Saturday, April 27, 2019

Mary Shelley- Frankenstein Essay Example | Topics and Well Written Essays - 750 words

Mary Shelley- Frankenstein - Essay ExampleHowever, whizz must ask him/herself whether all these experiments, explorations and re lookup now are not as dangerous, or plane more dangerous than those described in this novel.Victor Frankenstein, a young man, devastated by seeing his have die is firmly resolved to study natural philosophy, particularly chemistry, with one purpose only to find the secret to creation of life and preventing diseases from degrading, disintegrating, decaying of the human bodies, and maybe call the secret to eternal life, or in other words to infuse life into an inanimate body. To examine the causes of life, we must first have hangout to death. I became acquainted with the science of anatomy, but this was not sufficient I must also espouse the natural decay and corruption of the human bodyMy attention was fixed upon every object the around insupportable to the delicacy of the human feelings. I saw how the fine form of man was degraded and soft-witted I beheld the corruption of death succeed to the blooming cheek of life I saw how the sprain inherited the wonders of the eye and brain.
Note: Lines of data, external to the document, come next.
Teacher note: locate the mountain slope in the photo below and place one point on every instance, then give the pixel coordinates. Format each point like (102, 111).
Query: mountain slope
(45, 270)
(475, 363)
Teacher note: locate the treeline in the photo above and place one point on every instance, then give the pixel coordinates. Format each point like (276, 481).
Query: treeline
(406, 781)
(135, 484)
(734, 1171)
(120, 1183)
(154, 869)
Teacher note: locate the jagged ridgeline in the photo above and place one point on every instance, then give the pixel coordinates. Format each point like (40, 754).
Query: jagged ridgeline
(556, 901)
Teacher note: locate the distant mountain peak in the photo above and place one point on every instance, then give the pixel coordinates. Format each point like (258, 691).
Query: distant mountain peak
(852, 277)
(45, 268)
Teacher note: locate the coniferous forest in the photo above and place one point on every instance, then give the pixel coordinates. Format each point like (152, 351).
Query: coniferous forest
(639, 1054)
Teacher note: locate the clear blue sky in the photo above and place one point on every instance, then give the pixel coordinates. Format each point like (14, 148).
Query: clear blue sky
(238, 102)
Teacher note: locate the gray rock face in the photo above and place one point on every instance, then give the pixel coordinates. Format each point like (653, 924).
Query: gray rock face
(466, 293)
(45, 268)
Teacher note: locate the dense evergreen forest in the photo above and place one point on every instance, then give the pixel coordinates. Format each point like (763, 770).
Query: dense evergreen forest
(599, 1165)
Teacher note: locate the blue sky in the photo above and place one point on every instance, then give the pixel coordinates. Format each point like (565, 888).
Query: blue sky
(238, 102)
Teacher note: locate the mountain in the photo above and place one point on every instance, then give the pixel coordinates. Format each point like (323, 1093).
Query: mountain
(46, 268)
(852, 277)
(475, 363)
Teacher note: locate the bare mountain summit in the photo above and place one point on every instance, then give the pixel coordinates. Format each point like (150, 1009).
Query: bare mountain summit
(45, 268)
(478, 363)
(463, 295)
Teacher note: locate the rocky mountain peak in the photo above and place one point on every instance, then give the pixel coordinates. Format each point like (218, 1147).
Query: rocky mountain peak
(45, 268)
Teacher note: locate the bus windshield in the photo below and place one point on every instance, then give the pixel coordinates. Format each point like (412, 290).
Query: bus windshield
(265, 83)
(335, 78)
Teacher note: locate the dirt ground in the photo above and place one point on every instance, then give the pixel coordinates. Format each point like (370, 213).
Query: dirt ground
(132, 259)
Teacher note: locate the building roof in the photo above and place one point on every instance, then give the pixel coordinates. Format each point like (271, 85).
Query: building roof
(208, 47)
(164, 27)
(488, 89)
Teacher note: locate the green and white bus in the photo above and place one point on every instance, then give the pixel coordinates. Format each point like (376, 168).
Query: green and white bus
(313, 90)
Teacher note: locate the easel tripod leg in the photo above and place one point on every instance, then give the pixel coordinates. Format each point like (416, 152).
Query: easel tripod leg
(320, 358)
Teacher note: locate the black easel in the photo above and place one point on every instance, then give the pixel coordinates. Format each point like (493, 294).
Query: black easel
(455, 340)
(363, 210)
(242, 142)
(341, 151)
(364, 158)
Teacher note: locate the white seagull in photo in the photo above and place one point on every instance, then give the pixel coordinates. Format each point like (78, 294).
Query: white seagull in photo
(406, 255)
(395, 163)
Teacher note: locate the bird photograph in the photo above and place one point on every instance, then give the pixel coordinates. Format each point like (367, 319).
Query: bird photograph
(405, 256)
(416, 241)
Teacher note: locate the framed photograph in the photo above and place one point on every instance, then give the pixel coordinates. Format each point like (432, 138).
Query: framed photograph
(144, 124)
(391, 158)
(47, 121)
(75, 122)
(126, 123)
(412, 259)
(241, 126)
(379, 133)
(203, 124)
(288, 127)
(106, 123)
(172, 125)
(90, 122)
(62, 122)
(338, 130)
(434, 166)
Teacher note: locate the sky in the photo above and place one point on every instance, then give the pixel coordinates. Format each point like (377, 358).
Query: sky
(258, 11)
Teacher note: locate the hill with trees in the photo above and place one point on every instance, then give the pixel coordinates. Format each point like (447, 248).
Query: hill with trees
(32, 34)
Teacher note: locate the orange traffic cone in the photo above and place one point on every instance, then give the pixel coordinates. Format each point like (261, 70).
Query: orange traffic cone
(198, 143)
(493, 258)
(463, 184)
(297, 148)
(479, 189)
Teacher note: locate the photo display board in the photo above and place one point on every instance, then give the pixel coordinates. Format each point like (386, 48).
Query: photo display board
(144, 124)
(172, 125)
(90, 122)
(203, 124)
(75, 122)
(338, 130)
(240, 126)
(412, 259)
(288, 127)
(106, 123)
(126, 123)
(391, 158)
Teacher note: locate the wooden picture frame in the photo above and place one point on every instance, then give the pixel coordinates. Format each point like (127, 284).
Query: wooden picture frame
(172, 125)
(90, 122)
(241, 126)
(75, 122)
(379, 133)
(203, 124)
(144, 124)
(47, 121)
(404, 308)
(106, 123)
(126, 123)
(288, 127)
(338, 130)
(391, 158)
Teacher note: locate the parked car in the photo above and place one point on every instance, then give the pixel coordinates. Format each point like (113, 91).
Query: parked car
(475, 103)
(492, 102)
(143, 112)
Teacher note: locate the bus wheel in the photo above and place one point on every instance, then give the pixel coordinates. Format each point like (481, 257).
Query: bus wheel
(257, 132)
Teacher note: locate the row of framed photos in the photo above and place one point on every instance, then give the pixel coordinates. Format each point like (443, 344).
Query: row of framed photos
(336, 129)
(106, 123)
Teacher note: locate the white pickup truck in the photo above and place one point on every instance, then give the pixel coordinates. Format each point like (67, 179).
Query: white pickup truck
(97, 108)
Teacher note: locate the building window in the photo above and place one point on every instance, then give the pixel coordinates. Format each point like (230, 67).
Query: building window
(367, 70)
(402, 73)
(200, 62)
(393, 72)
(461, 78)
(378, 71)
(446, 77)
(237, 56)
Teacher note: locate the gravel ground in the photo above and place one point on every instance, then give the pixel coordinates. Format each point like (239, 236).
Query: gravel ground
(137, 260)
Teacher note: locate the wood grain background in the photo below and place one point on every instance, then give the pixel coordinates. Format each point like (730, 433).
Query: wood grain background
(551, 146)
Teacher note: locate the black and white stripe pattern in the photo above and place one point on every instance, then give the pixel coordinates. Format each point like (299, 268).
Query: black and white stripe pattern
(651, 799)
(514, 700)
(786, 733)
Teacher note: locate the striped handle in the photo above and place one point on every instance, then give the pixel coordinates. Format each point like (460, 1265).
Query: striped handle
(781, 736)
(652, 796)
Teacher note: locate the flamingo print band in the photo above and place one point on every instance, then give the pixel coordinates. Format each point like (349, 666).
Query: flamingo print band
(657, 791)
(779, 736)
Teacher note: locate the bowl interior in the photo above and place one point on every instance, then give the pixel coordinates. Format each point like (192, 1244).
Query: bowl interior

I paused, examining and analyzing all the minutiae of causation, as exemplified in the change from life to death, and death to life, until from the center of this darkness a sudden fainthearted broke in upon me a light so first-class and wondrous, yet so simple, that while I became dizzy with the immensity of the prospect which it illustrated, I was surprised that among so many men of genius who had directed their inquiries towards the same science, that I alone should be reserved to discover so astonishing a secret (Frankenstein, chapter 4, p.p.28-29).Similarly, Robert Walton, the captain of a ship exploring the northernmost part of the background and narrator of Victors story, is in a similar search of the country with eternal light, mentioned in his first letter to his sister. Eternal light should be understood as his own search of ultimate knowledge.